Charlie kicked his chair to one side and perched on the edge of the desk, away from the interface plate. “We’ve been using a scanning electron microscope on some of the samples from the shiptree. Consensus is, it was in fact grown. And then reinforced. Let me show you something.” With deft fingers, he tapped up the holographic display and pulled up an image queue.

“Surgical nanites,” Valens said promptly. “Q class. Neurosurgical. I’ve used them.”

“Right. Look at these.”

“Holy… oh.”

Charlie felt the grin pulling his lips wide when Valens came the last five steps to lean in close to the projection.

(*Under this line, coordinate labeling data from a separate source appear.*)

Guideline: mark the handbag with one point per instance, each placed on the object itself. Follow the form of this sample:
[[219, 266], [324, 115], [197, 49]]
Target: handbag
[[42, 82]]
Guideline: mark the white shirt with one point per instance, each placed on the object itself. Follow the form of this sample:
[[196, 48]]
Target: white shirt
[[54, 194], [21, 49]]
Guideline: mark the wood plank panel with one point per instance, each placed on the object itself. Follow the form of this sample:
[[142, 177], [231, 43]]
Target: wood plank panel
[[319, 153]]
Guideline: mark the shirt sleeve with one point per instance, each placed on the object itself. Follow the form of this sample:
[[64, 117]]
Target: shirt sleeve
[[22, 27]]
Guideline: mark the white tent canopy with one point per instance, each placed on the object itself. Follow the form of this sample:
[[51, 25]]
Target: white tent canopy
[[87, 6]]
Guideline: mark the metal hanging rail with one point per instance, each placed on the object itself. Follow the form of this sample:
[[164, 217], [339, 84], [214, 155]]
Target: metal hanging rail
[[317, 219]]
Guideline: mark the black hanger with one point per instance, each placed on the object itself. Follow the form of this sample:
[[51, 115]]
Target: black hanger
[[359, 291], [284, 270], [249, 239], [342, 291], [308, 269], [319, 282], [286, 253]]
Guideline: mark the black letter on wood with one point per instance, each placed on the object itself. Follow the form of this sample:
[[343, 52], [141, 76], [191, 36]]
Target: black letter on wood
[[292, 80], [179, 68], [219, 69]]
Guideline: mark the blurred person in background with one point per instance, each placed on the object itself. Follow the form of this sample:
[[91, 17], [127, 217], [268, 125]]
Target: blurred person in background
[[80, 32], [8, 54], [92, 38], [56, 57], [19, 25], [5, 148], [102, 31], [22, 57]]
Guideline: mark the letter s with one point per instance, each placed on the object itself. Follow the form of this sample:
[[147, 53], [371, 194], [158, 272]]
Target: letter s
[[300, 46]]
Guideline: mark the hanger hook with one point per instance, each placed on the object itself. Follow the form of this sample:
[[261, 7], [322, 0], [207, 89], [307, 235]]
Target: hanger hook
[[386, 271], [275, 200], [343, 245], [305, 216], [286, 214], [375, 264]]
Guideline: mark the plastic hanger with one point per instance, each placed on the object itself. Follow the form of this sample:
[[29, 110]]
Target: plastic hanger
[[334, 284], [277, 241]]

The colonel poked one finger into the hologram, singling out one magnified image among crawling dozens. “Those are from S-2? Are they as small as this indicator shows?”

“Yep. And still active.”

“I can see that. Well.” Valens leaned back on his heels, head shaking slowly. “These are responsible for the microreinforcement of the shiptree’s hull.”

“And what appears to be a sort of artificially enhanced nervous system. Which hooks up to the cables I had theorized were VR links. Yes.”

The silence was gratifying. Charlie looked up from the display. Valens’s face was still and pale. “You’re suggesting,” he said, “that that ship was — alive? That it still is?”